The yellow parts are called the "variable regions", these are the parts that will differ in all antibodies depending on what pathogen they are up against. The variable region is a chain of different amino acids that are complimentary to the antigen on a pathogen. The rest is called the constant region, which is just made of up of polypeptide chains.
An antibody can help the body with two main mechanisms: Agglutination, and Neutralisation.
Agglutination is basically where a load of antibodies attach to pathogens and group them up into a clump of antigens, this makes it easier for phagocytes to engluf and destroy!
Antibodies will also neutralise a pathogens toxins that it produces, and if the antigen binds to a region of the pathogen necessary for "pathogenicity" it will neutralise the pathogen (basically destroying it).

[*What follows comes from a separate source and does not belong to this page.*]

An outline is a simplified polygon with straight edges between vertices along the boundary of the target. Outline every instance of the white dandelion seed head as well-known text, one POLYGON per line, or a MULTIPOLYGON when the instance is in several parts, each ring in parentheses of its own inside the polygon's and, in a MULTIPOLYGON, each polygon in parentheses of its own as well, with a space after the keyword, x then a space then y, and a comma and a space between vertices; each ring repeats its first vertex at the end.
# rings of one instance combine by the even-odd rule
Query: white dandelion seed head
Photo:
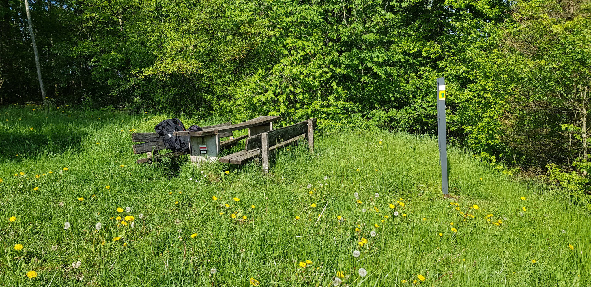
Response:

Antibodies do not influence memory or anything like that.
3) You don't really need to know about this, they will never ask you a question about that. All you need to know is when a lymphocyte comes across a pathogen and binds to its antigen, it will go through a clonal selection phase where it select what it wants to divide into, it produces the correct lymphocytes for that pathogen. Then clonal expansion occurs where the lymphocytes divide by mitosis into T-killer cells, T-helper cells. Later on these cells may divide into memory cells.

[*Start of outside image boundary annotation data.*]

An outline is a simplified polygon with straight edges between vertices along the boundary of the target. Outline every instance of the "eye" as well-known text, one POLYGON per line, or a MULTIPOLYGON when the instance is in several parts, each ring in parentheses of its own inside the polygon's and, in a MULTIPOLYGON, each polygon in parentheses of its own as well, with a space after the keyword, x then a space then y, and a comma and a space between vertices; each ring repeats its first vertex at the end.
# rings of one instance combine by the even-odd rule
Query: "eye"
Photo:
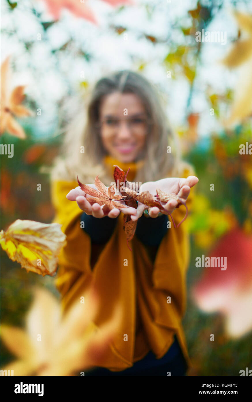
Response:
POLYGON ((108 125, 116 125, 117 123, 117 121, 114 119, 107 119, 105 121, 108 125))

4) Macrophages do come from the bone marrow also, they survive a lot longer than neutrophils which are the other types of phagocytic white blood cells, and when they enter the blood they are called "monocytes".
(Just to make sure you know)
The only white blood cells that engulf pathogens are phagocytes. These are macrophages and neutrophils, they perform phagocytosis on the pathogen. Lymphocytes do not perform phagocytosis, T-killers will inject H2O2 into a pathogen, or plasma cells will produce antibodies. T-Helpers produces chemicals called cytokines that stimulate B-lymphocytes and phagocytes to get into action and start killing some pathogens.